C++ expression consists of operators , constants, and variables , which are arranged according to the rules of the language. It can also contain function calls, which return values. An expression can consist of one or more operands and zero or more operators to compute a value. Every expression produces some value, which is assigned to the variable with the help of an assignment operator.
Basic Syntax of C++ Expression
(a+b) - c
(x/y) -z
4a2 - 5b +c
(a+b) * (x+y)
Here, we have taken the several expressions that performs multiple operations in C++.
Example of C++ expression
Let us take a simple example to explain C++ Expression.
Example
#include <iostream>
using namespace std; // Use standard namespace
int main() {
int x = 12, y = 3; // Declaring integer variables
int addition = x + y; // addition expression
int division = x / y; // Division expression
cout << "Addition: " << addition << endl; //print the Addition
cout << "Divison: " << division << endl; //print the Division
return 0;
}
Output:
Addition: 15
Divison: 4
Types of C++ Expression
Several types of Expressions in C++ are as follows:
- Special assignment expressions
- Constant expressions
- Integral expressions
- Float expressions
- Pointer expressions
- Relational expressions
- Logical expressions
- Bitwise expressions
If the expression is a combination of the above expressions, such expressions are known as compound expressions.
Special Assignment Expressions
Special assignment expressions are expressions that can be further classified depending on the value assigned to the variable.
- Chained Assignment
A chained assignment expression is an expression in which the same value is assigned to more than one variable by using a single statement.
For example:
a=b=20
or
(a=b) = 20
C++ Chained Assignment Example:
Let's take an example to illustrate the chained assignment in C++.
Example
#include <iostream>
using namespace std;
int main()
{
int a; // variable declaration
int b; // variable declaration
a=b=80; // chained assignment
std::cout <<"Values of 'a' and 'b' are : " <<a<<","<<b<< std::endl;
return 0;
}
Output:
Values of 'a' and 'b' are : 80,80
Explanation:
In the above code, we have declared two variables, i.e., 'a' and 'b'. After that, we assigned the same value to both variables using a chained assignment expression.
Note: Using chained assignment expression, the value cannot be assigned to the variable at the time of declaration. For example, int a=b=c=90 is an invalid statement.

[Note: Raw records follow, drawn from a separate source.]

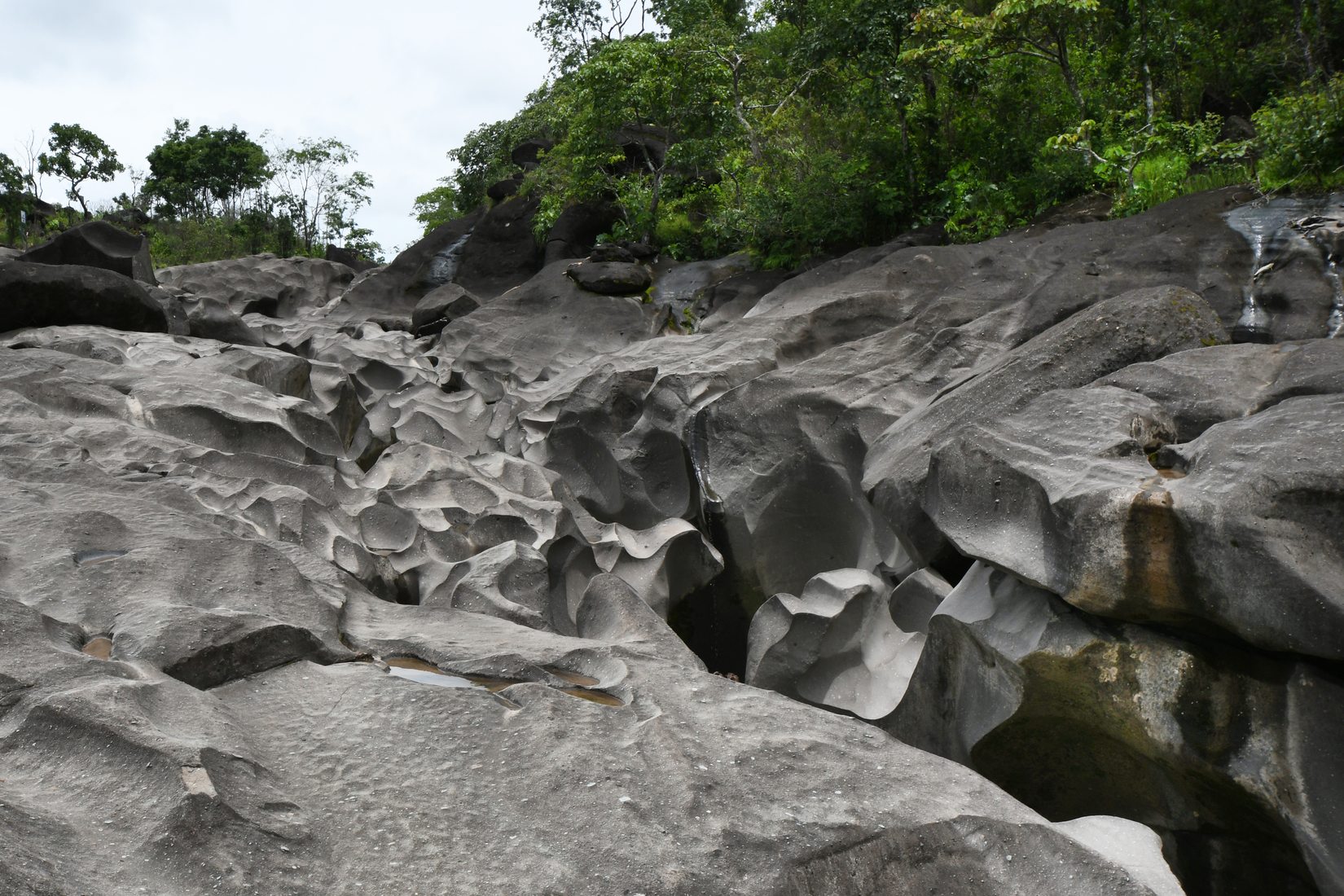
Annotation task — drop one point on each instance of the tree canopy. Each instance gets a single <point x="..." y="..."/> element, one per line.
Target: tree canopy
<point x="207" y="172"/>
<point x="804" y="126"/>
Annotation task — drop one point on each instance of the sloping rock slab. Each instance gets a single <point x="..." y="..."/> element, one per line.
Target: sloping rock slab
<point x="1228" y="753"/>
<point x="97" y="244"/>
<point x="262" y="283"/>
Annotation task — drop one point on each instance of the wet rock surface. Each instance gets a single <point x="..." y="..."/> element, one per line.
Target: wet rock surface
<point x="357" y="583"/>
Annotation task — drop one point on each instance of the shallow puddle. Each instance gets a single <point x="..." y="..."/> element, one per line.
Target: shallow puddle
<point x="90" y="558"/>
<point x="426" y="674"/>
<point x="595" y="696"/>
<point x="99" y="648"/>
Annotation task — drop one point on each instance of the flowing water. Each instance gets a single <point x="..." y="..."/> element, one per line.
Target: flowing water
<point x="1335" y="325"/>
<point x="1271" y="227"/>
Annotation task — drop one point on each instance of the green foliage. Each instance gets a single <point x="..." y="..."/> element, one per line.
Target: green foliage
<point x="798" y="128"/>
<point x="77" y="156"/>
<point x="204" y="173"/>
<point x="1302" y="138"/>
<point x="314" y="190"/>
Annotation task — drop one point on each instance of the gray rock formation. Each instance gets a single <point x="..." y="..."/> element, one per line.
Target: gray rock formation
<point x="345" y="583"/>
<point x="262" y="283"/>
<point x="835" y="645"/>
<point x="1223" y="751"/>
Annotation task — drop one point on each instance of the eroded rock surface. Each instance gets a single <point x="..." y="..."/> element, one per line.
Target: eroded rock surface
<point x="358" y="583"/>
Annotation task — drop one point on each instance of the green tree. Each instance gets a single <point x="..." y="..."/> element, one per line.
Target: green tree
<point x="314" y="191"/>
<point x="207" y="172"/>
<point x="1034" y="29"/>
<point x="77" y="156"/>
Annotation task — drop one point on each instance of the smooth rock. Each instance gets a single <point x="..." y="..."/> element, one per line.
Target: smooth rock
<point x="35" y="294"/>
<point x="95" y="244"/>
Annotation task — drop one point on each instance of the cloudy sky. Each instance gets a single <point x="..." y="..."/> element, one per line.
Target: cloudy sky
<point x="401" y="81"/>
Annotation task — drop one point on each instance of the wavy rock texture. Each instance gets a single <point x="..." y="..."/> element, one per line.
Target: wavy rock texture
<point x="296" y="601"/>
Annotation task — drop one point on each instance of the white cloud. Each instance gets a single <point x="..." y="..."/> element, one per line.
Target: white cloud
<point x="401" y="81"/>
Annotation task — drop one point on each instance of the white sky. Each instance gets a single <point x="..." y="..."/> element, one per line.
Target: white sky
<point x="399" y="81"/>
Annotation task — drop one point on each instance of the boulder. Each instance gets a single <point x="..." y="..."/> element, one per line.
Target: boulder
<point x="502" y="252"/>
<point x="95" y="244"/>
<point x="38" y="294"/>
<point x="502" y="190"/>
<point x="418" y="269"/>
<point x="1222" y="750"/>
<point x="610" y="279"/>
<point x="835" y="645"/>
<point x="349" y="257"/>
<point x="538" y="329"/>
<point x="1094" y="496"/>
<point x="440" y="308"/>
<point x="577" y="229"/>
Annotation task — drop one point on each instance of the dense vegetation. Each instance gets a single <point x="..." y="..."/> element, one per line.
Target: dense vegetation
<point x="209" y="194"/>
<point x="802" y="126"/>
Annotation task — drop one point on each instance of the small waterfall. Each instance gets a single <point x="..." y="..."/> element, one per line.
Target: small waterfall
<point x="1258" y="223"/>
<point x="1335" y="324"/>
<point x="1254" y="323"/>
<point x="442" y="268"/>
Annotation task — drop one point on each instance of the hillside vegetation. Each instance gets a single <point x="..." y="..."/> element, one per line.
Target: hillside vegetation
<point x="802" y="126"/>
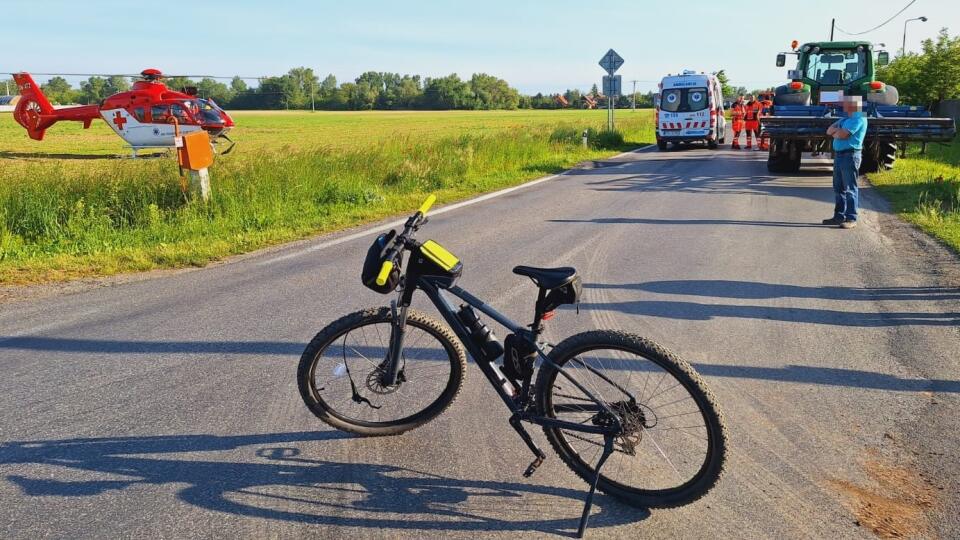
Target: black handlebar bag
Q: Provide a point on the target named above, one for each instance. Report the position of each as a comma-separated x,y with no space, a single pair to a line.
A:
376,255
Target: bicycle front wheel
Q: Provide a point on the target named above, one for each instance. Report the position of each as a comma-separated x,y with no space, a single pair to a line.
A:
673,444
339,373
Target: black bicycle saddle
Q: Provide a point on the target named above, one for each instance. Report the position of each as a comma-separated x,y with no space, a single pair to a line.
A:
547,278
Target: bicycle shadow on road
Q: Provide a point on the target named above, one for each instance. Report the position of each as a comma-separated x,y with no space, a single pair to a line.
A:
281,483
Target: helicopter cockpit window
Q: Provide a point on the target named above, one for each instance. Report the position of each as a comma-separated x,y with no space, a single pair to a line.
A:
209,111
160,113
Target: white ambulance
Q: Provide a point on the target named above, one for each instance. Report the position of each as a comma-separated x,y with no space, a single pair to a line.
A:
690,109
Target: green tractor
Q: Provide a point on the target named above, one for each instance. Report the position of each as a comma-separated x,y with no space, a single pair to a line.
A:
806,106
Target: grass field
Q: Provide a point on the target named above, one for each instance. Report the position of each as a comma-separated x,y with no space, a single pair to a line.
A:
925,190
69,207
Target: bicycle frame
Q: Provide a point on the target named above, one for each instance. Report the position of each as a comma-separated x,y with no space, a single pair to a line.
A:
519,406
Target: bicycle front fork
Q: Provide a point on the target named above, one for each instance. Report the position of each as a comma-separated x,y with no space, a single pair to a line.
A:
394,364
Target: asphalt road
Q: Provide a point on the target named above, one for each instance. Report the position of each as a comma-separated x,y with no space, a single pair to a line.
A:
168,407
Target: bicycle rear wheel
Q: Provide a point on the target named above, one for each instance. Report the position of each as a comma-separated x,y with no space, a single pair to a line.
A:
339,373
673,447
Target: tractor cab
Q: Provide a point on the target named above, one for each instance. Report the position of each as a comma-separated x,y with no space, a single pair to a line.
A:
827,70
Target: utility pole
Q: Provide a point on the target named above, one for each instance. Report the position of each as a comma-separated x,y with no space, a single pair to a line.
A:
903,50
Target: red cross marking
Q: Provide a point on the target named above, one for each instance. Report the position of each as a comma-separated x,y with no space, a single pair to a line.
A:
119,120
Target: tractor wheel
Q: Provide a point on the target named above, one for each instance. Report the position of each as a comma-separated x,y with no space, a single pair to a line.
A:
784,157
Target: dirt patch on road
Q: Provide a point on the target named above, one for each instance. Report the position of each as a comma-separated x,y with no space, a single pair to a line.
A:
895,505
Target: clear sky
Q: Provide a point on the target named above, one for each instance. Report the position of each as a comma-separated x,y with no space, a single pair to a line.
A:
546,46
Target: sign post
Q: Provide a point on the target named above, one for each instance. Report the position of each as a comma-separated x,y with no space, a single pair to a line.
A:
611,62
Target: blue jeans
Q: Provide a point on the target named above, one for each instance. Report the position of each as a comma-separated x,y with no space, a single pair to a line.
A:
846,168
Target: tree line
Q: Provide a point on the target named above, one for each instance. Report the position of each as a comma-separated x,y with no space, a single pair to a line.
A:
927,77
301,88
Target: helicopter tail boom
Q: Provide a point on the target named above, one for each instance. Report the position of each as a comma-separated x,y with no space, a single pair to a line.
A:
35,113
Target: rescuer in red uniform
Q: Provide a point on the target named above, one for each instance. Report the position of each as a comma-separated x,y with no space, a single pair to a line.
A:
737,112
751,119
766,102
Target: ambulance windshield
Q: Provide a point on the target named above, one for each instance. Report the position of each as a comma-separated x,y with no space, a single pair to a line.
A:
684,99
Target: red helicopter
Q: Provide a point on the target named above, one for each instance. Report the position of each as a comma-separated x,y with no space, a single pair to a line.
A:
147,116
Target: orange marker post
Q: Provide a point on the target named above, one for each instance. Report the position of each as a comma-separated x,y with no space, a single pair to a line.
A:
195,154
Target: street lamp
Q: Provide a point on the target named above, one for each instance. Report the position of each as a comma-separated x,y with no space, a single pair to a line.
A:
903,51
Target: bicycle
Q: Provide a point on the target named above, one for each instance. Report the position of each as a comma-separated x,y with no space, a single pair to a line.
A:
410,368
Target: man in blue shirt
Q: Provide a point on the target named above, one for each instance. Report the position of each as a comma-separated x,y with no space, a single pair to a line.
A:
847,133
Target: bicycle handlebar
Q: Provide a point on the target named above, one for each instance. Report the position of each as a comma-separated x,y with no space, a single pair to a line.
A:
384,272
401,239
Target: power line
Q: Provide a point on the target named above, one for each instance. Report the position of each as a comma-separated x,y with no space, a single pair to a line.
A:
884,23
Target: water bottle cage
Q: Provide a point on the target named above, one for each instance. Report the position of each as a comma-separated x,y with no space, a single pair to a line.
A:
519,357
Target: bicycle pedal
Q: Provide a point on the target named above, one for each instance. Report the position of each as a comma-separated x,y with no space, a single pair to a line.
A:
532,468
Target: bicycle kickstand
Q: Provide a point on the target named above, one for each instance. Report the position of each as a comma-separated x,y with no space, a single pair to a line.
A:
607,450
539,456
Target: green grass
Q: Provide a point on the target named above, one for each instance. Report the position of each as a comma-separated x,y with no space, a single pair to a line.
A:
70,209
925,190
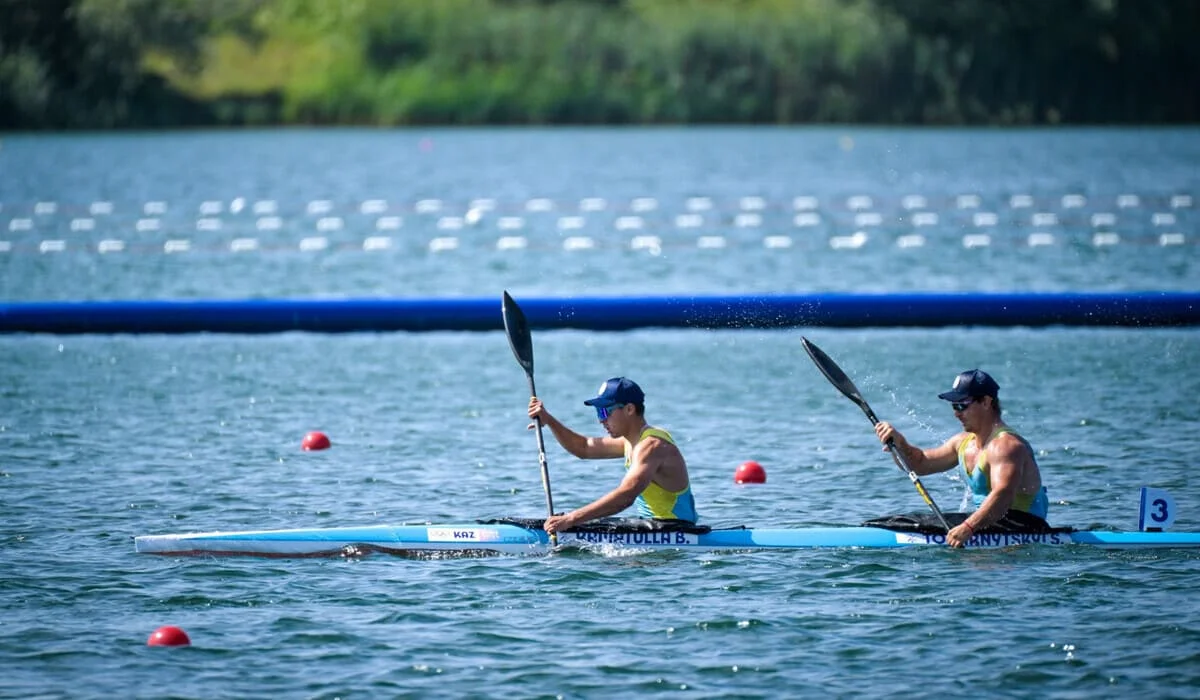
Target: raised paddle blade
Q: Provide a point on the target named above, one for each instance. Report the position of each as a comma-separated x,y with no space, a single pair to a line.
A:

- Embedded Assignment Expression
An embedded assignment expression is an assignment expression in which assignment expression is enclosed within another assignment expression.
C++ Embedded Assignment Expression Example:
Let's take an example to illustrate the embedded assignment expression in C++.
Example
#include <iostream>
using namespace std;
int main()
{
int a; // variable declaration
int b; // variable declaration
a=10+(b=90); // embedded assignment expression
std::cout <<"Values of 'a' is " <<a<< std::endl;
return 0;
}
Output:
Values of 'a' is 100
Explanation:
In the above code, we have declared two variables, i.e., 'a' and 'b'. After that, we applied embedded assignment expression (a=10+(b=90)).
- Compound Assignment
A compound assignment expression is an expression that is a combination of an assignment operator and a binary operator.
For example,
a+=10;
In the above statement, 'a' is a variable and '+=' is a compound statement.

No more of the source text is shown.